Les utilisateurs de téléphone portable peuvent être suivis grâce aux signaux émis par les appareils vers les antennes-relais.
Des chercheurs américains ont eu accès aux données fournies par les portables de 100 000 individus pour retracer leurs déplacements. Une première aux retombées encore insoupçonnées.
Les hommes sont routiniers dans leurs déplacements. Ils suivent régulièrement presque tous les jours le même trajet, dans le temps et dans l'espace. Beaucoup plus étonnant, un grand nombre d'individus se déplacent de façon identique, prenant à peu près le même temps pour se rendre à leur travail. Tout se passe comme s'ils obéissaient à une loi commune sous-jacente dont on n'aurait pas encore percé l'existence. Ce sont les deux conclusions d'une étude publiée jeudi dans la revue Nature par une équipe dirigée par Albert Laszlo Barabasi, de la Northern University de Boston (États-Unis).
De l'avis des experts qui en ont déjà pris connaissance, ce travail marque un tournant. Non pas en raison de ses résultats, encore sommaires, avertit Marc Barthélemy, spécialiste de physique statistique et des systèmes complexes au CEA (Commissariat à l'énergie atomique). Mais parce que, pour la première fois, des chercheurs travaillant sur la mobilité ont eu accès à des données enfermées à l'intérieur des téléphones portables. Les précédents modèles concernant les déplacements humains, peu précis, avaient été réalisés en suivant des billets de banque.
Albert Laszlo Barabasi et son équipe ont été les plus malins. Ils ont été les premiers à obtenir qu'un opérateur téléphonique accepte de leur livrer ses trésors. Sous certaines conditions, bien entendu, la première et la principale étant l'anonymat.
Grâce aux données précises stockées dans les téléphones portables (date du déplacement connue à la minute près, géolocalisation grâce au GPS), la recherche sur la mobilité humaine bascule dans une autre dimension. Utilisés aujourd'hui massivement presque partout dans le monde, ces petits appareils ne sont pas seulement utiles aux policiers pour localiser avec précision où se cache un criminel ou un malfaiteur. Ils constituent «le meilleur moyen pour suivre les trajets d'un individu», notent les auteurs.
Indications précieuses
L'étude de Barabasi et son équipe a porté sur 100 000 personnes choisies au hasard sur un échantillon de 6 millions d'utilisateurs de téléphones portables. Ils ont pu ainsi suivre tous leurs déplacements pendant six mois grâce aux signaux émis par les appareils vers les antennes-relais. Le territoire de circulation des utilisateurs avait été quadrillé en fonction de la distribution de ces dernières.

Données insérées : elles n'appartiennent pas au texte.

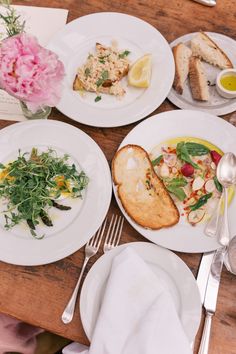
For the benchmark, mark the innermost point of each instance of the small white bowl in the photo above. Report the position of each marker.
(220, 89)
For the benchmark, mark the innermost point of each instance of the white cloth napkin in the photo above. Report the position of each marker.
(137, 315)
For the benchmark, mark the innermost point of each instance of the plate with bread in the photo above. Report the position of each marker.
(199, 58)
(164, 178)
(118, 69)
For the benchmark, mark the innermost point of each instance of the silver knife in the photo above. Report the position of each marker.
(211, 295)
(203, 273)
(206, 2)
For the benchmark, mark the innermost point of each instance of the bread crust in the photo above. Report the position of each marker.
(160, 190)
(181, 55)
(229, 64)
(196, 79)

D'une telle masse de données sur la mobilité humaine, on peut évidemment essayer de tirer des lois générales. Connaître les déplacements des habitants à l'intérieur d'une ville ou d'une ville à l'autre voire d'un pays ou d'un continent à l'autre, peut permettre de modéliser le mode de diffusion des épidémies humaines et la circulation des virus. Cela peut aussi donner des indications précieuses pour les politiques d'urbanisme, d'aménagement du territoire, pour les transports publics ou les réseaux routiers.
Les perspectives sont prometteuses, reconnaît Marc Barthélemy. À condition, toutefois, que l'accès aux données ne soit pas systématiquement entravé comme c'est souvent le cas et tout spécialement en France où la Commission nationale de l'informatique et des libertés (CNIL) et les opérateurs se montrent réticents.